Challenges of interop for LLVM-C
Auto generation of the interop layer saves time and errors by moving tedious and error prone hand coding into a tool that is run as part of the regular automated builds. However, the job of auto generating for LLVM is not without some challenges. The original support for the interop in Ubiquity.NET.Llvm was done using a different tool that generated code, which then needed significant hand editing thereby defeating much of the value of the automated generation. In the process several challenges for the LLVM library were defined:
- There are several different ways that strings are provided as either out parameters or
return value.
- As a raw const char*, this basically is just an alias that the managed code must then copy into a managed System.String.
- As an allocated buffer that the managed application will need to release through some
sort of Dispose type API.
- There are actually several such dispose APIs so the caller has to know which one to use
- LLVM-C uses a typedef LLVMBool as a return value for many functions, however the semantics of the return value depend on the function used. In some cases it is literally a boolean success(non-zero)/failure(zero) indication. While other functions use it as a status where success is zero and failure is any non zero value. This causes a great deal of confusion, especially if LLVMBool is blindly transformed to System.Boolean.
- LLVM-C uses typedefs for opaque pointers for objects in the underlying C++ implementation.
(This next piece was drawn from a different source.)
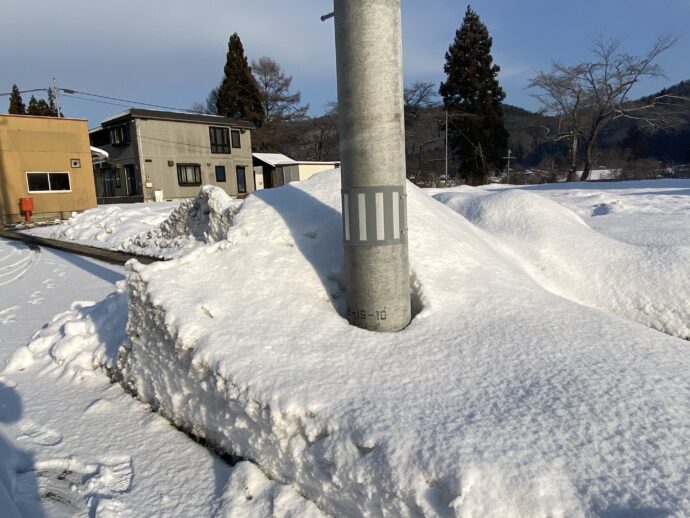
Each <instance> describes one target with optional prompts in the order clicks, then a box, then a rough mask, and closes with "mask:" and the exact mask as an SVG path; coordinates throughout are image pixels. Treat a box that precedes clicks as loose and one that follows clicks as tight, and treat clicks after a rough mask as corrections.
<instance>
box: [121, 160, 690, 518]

Unfortunately, not all of the typedefs are consistent in how the are declared. Most are declared with the pointer as part of the typedef, but some are not. This makes automated generation more complex.
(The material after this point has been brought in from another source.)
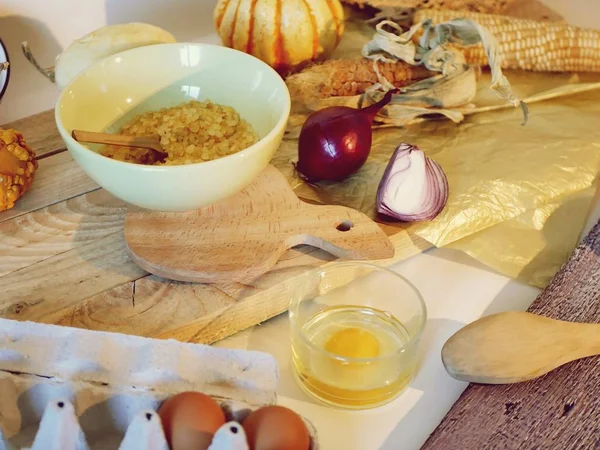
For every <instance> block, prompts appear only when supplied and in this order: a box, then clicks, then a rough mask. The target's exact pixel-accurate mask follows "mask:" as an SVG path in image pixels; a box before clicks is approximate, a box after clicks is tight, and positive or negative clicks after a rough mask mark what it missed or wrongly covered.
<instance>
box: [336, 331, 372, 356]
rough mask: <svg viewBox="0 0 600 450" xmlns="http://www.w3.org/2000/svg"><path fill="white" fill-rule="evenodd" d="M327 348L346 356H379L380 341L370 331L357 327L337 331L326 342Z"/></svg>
mask: <svg viewBox="0 0 600 450" xmlns="http://www.w3.org/2000/svg"><path fill="white" fill-rule="evenodd" d="M325 350H327V351H328V352H330V353H333V354H335V355H338V356H342V357H345V358H375V357H376V356H379V341H378V340H377V338H376V337H375V335H374V334H373V333H371V332H369V331H366V330H363V329H361V328H357V327H349V328H344V329H343V330H340V331H336V332H335V333H334V334H333V335H332V336H331V337H330V338H329V339H328V340H327V342H326V343H325Z"/></svg>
- Input and output array handling in the LLVM-C API is inconsistent.
- There are cases where the length required is retrieved from a function and other cases where it is an out parameter.
- Some flags type enumerations use a typedef to an unsigned value, since C limits the range of an enumerated value to an integer. Thus, what should be an enum with an underlying unsigned value ends up as a typedef to an unsigned.
- In many cases function pointer declarations (i.e. call back delegates) and function declarations in the LLVM-C headers don't include names for the parameters.
- In array vs out scalar semantics are not expressible in C (e.g. void foo(int* baz) could declare a function with a single integer as an out parameter, or it could mean a function that accepts an array of integers, with a fixed known size or possibly some sort of tag value to indicate the end, etc...)
Configuration
LlvmBindings takes care of all of the challenges by using various custom passes on the AST to correct or transform it to handle the special cases. Since it is not possible to automatically determine the correct choice on many of the cases (like in vs. out array semantics, if a string needs dispose, and which dispose method is needed, etc...) the LlvmBindings generator uses a configuration data structure to determine the correct action. It also uses a set of validation passes to ensure that any ambiguities without entries in the configuration trigger errors. It is hoped that moving forward the only thing needed to update to a new version of LLVM is to update the configuration tables. Although it is always possible that some new pattern of code will require some new pass to handle.